Tuesday, June 19, 2007

The Door

When I bought the crappy eBay truck from the nice farm boy in Indiana (not to be confused with the one I bought from the nice farm boy in Nebraska), it came with a bunch of extra parts...a fuel pump, a stick shift knob a few pieces of trim...and a door.

It was, in fact, the original driver's door that had been nailed in a T-bone collision and was caved in pretty bad. But it had good parts to cannibalize for the new junkyard door that replaced it...A mirror, a door handle, a window crank and the piece of red pleather vinyl-ette that matched the vinyl-ette of the rest of the interior.

So I cannibalized all the parts I could use, and then I was left with an old, stripped, caved-in door. So I threw it in the back of the truck, fully intending to keep my eye out for an unprotected dumpster and pitch it in. But an unprotected dumpster is harder to find than one might imagine. Dumpster space is valued at approximately the same level as extra room on the space shuttle...and who's going to want to take an old Ford pickup truck door into orbit?

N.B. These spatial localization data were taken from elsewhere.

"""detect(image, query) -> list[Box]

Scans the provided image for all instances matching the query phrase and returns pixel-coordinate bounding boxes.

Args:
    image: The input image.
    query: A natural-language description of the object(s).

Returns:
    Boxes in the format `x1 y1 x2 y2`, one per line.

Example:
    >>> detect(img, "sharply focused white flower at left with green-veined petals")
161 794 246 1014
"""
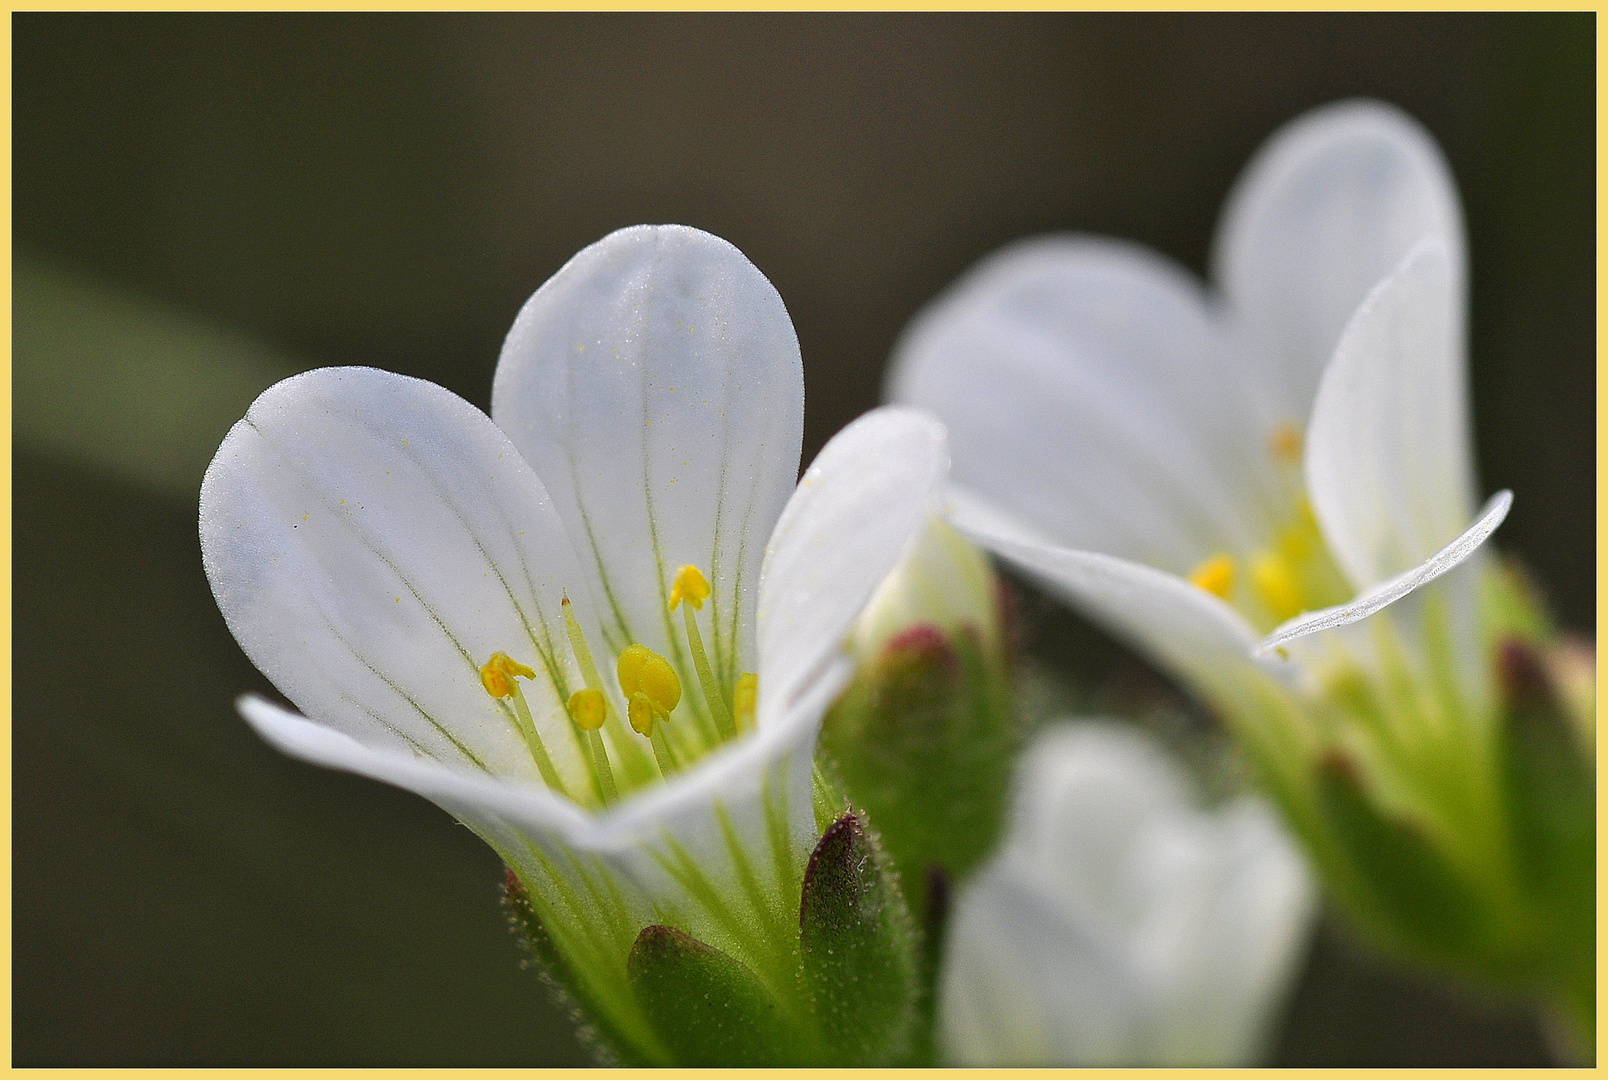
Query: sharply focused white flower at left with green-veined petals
201 227 946 1061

So I drove around with it. Occasionally I'd see a dumpster that met my criteria, but then I felt guilty. Who knows how many starving Malaysian babies had to work 20 hours in the factories to import cheap knock-off clothes so that Wal-Mart could afford to rent that huge-ass dumpster? Or how many PETA-worthy rats were making their home in that dumpster, and might be unknowingly crushed under that door? Better to keep driving.

So...what? 10 months later?...it's finally Southern Illinois' most anticipated and revered holiday: Big Pickup Day. That's day that the garbage haulers will take anything you can drag out to the curb. If I tell you this has been the sole topic in town this week, on par with VE Day or the Kennedy assassination, I'm underreporting it's magnitude.

Neighbors stop in traffic to remind each other, "Hey! Don't forget it's Big Pickup Day this week!" Fliers are posted on light poles and store windows. I think there might be a Big Pickup Day Festival and the crowning of the Big Pickup Day Queen.

Our Big Pickup Day celebration included, inevitably, the Door. And as I dragged it's rusty battered carcass to the curb and leaned it up against the sofa that John killed Jody on, I felt sort of nostalgic. The Door's been my runnin' buddy for the last year. Me and the Door were tight, man.

I thought about popping open a cold Schlafly's and leaving it out with my pal, the Door. But instead I drank the Schlafly's and composed a little ode to the Door:


Door, Door, we were never at war.
No matter how rainy,
your love never waney-ed...for me.

I'll miss you, my Door,
Laying on my truck floor,
Way more than I'll miss
My last 15 girlfriends.

RIP in peace, Door.

2 comments:

Anonymous said...

In NE Indiana, we too know the value of an unlocked dumpster. I am blessed - truly blessed - to have over 15 of them on my way to work. All unlocked, all as empty as the day they were off-loaded behind our local outlet mall, and all mysteriously emptied by the time I head by w/my next load of junk. It's a wonderful life we lead up here! Robin

Suzanne said...

You know what's ironic? There's a version of big pickup day in Winnetka (a fancy northern suburb od Chicago for anyone unfamiliar with it, in which case you should consider yourself lucky, but I digress). On that day, all the rich people throw out mostly and perfectly good items that other people really want. What winds up happening is that people drive by in their vans or pick up trucks and take the stuff home with them. The garbage companies come later, and generally there's no more trash than usual. It's a sad statement on haves and have-nots.